SecureBERT_Plus / README.md

Update README.md

85a7ab3 verified 3 months ago

4.78 kB

	---
	license: cc-by-nc-4.0
	language:
	- en
	tags:
	- cybersecurity
	widget:
	- text: >-
	Native API functions such as <mask> may be directly invoked via system calls
	(syscalls). However, these features are also commonly exposed to user-mode
	applications through interfaces and libraries.
	example_title: Native API functions
	- text: >-
	One way to explicitly assign the PPID of a new process is through the <mask>
	API call, which includes a parameter for defining the PPID.
	example_title: Assigning the PPID of a new process
	- text: >-
	Enable Safe DLL Search Mode to ensure that system DLLs in more restricted
	directories (e.g., %<mask>%) are prioritized over DLLs in less secure
	locations such as a user’s home directory.
	example_title: Enable Safe DLL Search Mode
	- text: >-
	GuLoader is a file downloader that has been active since at least December
	2019. It has been used to distribute a variety of <mask>, including NETWIRE,
	Agent Tesla, NanoCore, and FormBook.
	example_title: GuLoader is a file downloader
	new_version: cisco-ai/SecureBERT2.0-base
	base_model:
	- ehsanaghaei/SecureBERT
	---

	# SecureBERT+

	SecureBERT+ is an enhanced version of [SecureBERT](https://huggingface.co/ehsanaghaei/SecureBERT), trained on a corpus five times larger than its predecessor and leveraging the computational power of 8×A100 GPUs.

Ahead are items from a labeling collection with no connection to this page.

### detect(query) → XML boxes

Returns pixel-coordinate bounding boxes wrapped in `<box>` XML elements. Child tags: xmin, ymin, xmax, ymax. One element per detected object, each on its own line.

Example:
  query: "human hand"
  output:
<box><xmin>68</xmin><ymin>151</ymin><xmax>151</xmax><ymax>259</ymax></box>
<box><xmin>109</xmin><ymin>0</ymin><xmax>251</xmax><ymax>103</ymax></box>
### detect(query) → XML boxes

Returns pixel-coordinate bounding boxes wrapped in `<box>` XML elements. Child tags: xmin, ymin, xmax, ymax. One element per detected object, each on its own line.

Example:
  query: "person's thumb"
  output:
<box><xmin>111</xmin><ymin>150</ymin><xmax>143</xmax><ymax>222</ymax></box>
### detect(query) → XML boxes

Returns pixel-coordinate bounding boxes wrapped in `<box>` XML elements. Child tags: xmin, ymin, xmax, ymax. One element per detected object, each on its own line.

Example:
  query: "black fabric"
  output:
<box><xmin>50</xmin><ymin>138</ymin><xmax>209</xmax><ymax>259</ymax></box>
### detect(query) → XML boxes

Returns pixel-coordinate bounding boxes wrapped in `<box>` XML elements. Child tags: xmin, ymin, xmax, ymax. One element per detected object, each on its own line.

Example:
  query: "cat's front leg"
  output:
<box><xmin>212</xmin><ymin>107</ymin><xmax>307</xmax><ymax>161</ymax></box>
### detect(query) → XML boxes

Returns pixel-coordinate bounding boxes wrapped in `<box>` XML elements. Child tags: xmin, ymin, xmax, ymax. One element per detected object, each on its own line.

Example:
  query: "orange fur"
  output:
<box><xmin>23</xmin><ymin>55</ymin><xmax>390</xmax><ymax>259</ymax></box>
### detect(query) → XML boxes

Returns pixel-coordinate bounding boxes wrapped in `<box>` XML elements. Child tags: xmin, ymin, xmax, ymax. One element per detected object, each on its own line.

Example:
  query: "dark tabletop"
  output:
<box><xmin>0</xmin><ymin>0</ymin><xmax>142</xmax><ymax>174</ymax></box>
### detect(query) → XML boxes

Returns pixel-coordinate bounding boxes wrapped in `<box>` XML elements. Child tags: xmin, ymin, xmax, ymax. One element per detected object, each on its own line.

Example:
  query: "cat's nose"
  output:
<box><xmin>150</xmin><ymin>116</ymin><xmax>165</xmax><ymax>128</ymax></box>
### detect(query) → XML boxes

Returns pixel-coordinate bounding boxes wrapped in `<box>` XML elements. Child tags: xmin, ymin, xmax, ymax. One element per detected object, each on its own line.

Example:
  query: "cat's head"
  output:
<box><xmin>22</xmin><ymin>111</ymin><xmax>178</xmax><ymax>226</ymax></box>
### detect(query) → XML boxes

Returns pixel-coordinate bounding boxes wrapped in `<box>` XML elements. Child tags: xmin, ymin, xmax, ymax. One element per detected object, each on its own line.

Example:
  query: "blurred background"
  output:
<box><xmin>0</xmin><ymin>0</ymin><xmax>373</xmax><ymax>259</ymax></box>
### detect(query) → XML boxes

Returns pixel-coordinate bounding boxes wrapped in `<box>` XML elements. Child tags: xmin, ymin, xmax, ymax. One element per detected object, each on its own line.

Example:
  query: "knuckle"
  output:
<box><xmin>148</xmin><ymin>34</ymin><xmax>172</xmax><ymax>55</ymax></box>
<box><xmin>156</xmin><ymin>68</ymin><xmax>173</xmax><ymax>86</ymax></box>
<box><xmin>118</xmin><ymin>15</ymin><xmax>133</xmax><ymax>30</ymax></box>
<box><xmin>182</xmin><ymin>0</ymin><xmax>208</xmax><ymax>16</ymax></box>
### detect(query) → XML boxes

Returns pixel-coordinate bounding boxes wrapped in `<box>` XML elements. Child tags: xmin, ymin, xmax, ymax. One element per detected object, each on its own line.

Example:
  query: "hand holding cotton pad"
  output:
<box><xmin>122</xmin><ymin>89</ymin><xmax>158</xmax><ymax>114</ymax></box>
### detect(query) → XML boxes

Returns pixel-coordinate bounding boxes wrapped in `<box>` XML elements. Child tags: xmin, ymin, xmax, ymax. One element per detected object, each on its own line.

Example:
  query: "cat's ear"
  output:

	This model delivers an average 6% improvement in Masked Language Modeling (MLM) performance compared to SecureBERT, representing a significant advancement in language understanding and representation within the cybersecurity domain.

	---

	## Dataset
	SecureBERT+ was trained on a large-scale corpus of cybersecurity-related text, substantially expanding the coverage and depth of the original SecureBERT training data.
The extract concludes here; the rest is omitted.